A/N:  Boy am I proud.  I got this chapter out before Friday!  Yay!  I wanted to make this chapter have another section including everyone's favorite prince (Prince Jerrold in case you're clueless) but I figured it would make it the never-ending chapter and it wouldn't really go along with the current plot.

            To address some things mentioned in reviews:

Fuzy Llama- Jerrold was the king of Kyrria, Char's dad, but you know how people name their kids after their parents or grandparents, etc.  Thus, Char and Ella's son is Prince Jerrold.

            Rora Kuusou- As to Rosalie's similarity to Ella, I'm working hard to make them different.  I still want Rosalie to have spunk and determination, but I don't want her to be the carbon copy of Ella.

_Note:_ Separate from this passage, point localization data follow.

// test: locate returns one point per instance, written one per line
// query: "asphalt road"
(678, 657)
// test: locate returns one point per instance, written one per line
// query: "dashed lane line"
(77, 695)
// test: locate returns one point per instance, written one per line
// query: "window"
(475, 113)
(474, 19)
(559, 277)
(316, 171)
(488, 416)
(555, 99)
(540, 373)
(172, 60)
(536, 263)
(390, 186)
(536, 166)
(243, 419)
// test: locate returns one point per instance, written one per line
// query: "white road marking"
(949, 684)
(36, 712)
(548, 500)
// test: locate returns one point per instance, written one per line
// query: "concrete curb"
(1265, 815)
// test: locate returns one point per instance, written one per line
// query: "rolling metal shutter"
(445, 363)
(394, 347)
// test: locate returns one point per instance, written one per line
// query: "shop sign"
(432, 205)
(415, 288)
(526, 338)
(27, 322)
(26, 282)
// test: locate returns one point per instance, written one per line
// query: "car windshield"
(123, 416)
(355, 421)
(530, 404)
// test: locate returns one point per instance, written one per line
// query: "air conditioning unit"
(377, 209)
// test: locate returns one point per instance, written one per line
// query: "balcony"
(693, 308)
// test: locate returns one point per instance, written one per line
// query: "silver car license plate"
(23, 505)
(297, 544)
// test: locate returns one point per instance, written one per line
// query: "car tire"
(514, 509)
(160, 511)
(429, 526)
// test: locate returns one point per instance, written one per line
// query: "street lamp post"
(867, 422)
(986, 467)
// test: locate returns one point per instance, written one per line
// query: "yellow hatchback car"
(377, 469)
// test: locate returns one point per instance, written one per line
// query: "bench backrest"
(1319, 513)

            XkpsesamewrittenX- There was no mention of Rosalie in Ella Enchanted.  She's my own made up character.  I have no idea who Diana is, either.  Could you please explain that to me?

            C.L. Rhodes- This chapter was sort of angst-y, but they'll get even more so later in the story. 

            To everyone else:  Thanks a ton for reviewing!  It makes me want to be a much better authoress than I have been!